Conan smiled. “Well said. But then why should I wish to talk with him at all?”
“Do not do it, Conan!”
“Talk hurts no one,” the cloaked man said, and Conan was minded of Hajimen, and knew the statement was false. Yet…
He studied the man. He did not look particularly dangerous. He did not look dangerous at all. There was no look of the doer about him, or of strength. Now who, the Cimmerian wondered, wanted to hold privy converse with him. And his large bump of Cimmerian curiosity said, Why not?
He leaned back from the table. “Open your cloak.”

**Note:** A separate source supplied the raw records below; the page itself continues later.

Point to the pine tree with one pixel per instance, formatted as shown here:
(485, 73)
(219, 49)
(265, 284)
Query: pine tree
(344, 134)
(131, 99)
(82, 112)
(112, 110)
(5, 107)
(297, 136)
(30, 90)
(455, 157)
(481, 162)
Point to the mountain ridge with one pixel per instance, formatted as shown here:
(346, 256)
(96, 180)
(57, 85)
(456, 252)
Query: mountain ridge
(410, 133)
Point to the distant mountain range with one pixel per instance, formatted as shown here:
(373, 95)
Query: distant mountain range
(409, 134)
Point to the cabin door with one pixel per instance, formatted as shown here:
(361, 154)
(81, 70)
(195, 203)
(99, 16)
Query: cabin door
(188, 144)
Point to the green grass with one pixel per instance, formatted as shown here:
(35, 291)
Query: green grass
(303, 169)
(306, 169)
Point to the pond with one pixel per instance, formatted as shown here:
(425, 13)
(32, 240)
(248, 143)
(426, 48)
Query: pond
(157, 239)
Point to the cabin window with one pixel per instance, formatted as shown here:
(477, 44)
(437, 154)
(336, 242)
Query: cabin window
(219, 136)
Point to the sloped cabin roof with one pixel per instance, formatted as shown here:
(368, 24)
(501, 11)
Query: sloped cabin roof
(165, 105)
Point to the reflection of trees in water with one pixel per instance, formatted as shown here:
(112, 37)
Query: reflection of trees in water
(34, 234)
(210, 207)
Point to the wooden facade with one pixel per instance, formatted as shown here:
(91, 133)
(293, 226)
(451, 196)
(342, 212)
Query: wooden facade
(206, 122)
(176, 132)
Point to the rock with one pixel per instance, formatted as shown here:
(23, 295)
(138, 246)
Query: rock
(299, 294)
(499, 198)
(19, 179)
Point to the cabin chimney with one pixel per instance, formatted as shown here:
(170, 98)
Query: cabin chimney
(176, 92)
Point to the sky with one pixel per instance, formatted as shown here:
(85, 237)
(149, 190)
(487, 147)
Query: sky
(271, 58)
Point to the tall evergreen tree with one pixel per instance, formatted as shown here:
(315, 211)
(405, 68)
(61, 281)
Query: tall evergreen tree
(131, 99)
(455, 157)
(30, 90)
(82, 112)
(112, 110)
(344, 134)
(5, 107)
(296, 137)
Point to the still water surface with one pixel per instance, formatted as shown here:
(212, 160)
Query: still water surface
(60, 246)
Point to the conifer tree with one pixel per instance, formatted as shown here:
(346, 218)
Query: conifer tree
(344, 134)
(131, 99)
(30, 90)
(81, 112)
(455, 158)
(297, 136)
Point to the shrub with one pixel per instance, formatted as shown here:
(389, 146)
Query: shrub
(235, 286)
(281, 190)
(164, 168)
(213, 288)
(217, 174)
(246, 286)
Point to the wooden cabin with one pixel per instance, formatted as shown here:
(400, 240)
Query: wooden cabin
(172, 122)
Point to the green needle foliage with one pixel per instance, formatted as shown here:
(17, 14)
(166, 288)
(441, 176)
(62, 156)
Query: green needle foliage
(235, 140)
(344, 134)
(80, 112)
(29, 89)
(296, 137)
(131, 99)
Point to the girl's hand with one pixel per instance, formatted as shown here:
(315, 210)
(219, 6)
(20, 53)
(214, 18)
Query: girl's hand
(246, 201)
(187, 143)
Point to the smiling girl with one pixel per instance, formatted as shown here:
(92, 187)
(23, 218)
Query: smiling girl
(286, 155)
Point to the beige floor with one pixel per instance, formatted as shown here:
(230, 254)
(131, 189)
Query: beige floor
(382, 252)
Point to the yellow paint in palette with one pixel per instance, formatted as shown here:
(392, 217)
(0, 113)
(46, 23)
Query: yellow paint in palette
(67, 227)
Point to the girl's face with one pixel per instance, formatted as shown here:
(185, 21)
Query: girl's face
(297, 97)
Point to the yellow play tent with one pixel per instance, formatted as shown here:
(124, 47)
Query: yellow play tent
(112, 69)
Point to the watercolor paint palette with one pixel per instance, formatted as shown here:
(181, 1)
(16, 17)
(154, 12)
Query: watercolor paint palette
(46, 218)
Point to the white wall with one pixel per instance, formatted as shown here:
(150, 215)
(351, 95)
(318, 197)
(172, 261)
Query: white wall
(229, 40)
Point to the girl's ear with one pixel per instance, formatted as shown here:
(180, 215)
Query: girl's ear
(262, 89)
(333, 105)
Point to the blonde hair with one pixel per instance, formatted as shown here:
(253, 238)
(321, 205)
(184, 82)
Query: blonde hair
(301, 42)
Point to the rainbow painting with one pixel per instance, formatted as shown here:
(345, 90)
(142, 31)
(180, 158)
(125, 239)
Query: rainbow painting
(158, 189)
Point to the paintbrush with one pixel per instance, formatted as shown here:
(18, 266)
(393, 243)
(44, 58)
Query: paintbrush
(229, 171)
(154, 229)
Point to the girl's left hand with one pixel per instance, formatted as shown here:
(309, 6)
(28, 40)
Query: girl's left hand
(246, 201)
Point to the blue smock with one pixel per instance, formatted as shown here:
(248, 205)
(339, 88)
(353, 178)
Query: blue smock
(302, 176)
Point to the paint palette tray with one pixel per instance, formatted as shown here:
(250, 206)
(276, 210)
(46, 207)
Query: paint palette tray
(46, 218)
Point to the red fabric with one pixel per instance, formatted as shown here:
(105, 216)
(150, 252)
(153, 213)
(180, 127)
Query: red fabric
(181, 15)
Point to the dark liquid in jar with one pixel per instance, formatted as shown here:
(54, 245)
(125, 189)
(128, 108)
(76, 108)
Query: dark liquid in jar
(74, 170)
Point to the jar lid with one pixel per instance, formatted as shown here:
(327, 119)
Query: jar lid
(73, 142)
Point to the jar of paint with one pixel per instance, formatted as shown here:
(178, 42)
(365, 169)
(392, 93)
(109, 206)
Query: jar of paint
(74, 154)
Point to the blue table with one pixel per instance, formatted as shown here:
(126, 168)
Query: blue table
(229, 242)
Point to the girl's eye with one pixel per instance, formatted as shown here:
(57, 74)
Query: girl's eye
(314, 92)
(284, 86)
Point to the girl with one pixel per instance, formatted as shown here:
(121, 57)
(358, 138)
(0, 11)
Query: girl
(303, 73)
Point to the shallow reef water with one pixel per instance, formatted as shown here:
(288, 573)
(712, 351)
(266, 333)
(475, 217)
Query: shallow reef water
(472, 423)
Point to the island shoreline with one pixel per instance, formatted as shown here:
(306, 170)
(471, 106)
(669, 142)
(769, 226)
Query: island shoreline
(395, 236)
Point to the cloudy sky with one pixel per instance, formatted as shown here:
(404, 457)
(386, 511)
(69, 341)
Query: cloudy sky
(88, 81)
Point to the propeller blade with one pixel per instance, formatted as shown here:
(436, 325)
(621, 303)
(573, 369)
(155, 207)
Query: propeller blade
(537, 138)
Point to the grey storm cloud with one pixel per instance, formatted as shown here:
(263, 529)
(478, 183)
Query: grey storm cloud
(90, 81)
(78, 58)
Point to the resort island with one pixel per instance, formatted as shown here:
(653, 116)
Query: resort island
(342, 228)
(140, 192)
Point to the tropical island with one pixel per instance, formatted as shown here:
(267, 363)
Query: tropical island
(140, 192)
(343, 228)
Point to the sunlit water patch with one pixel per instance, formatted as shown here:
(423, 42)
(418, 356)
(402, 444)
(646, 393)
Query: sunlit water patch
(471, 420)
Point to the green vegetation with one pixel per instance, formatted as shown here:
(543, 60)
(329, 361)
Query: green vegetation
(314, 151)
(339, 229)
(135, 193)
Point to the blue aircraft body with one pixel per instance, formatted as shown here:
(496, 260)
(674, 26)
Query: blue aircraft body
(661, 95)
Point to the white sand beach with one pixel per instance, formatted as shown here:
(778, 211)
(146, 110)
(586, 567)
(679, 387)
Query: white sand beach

The fellow gave him a brief questioning look. He complied. Under the long cloak of dun he wore a fringed tunic, just to the knee. Its belt was not wide, and supported no sword scabbard. Conan relaxed a bit, though not completely.
“I would have you take out your dagger with your left hand and leave it here with my companion.”
After a moment, the man nodded. “We do not mean to kill you, Conan of Cimmeria. We wish you no harm at all.” He laid his dagger on the table. It was as plain and utilitarian as his cloak; an eating utensil.
Isparana asked, “Who is ‘we’?”
“I and he who wishes to speak—only speak—with your companion, Isparana.”
“Is his name Balad?”
“It is not.”
“Do not go, Conan.”
“You know us both,” Conan observed to the messenger, and to Isparana: “I have my sword and my dagger, and this one is unarmed. I shall go to meet his master.” He glanced at the man to observe reaction to that last word. He saw none.
“I would not,” Isparana said, and showed her worry.
Conan rose. “Don’t run off, ‘sparana—or get too far ahead in the drinking! I’ll be back to examine your pendant, very closely.” He went to the tapmaster, of whom he wangled an apricot. He returned to the messenger, who had considerable brown, wavy hair and who was a foot shorter than the Cimmerian. “I follow.”
Conan was a personage. The other patrons of the inn took note of his apricot-munching departure without seeming to do. Behind the slender man in the long dull cloak, he disappeared through the doorway.
“You know,” the frugivorous Conan said on the street, as if conversationally, “I enjoy wearing a sword. It feels good against my leg.”
“I hear you, and I understand. You have nothing to fear.”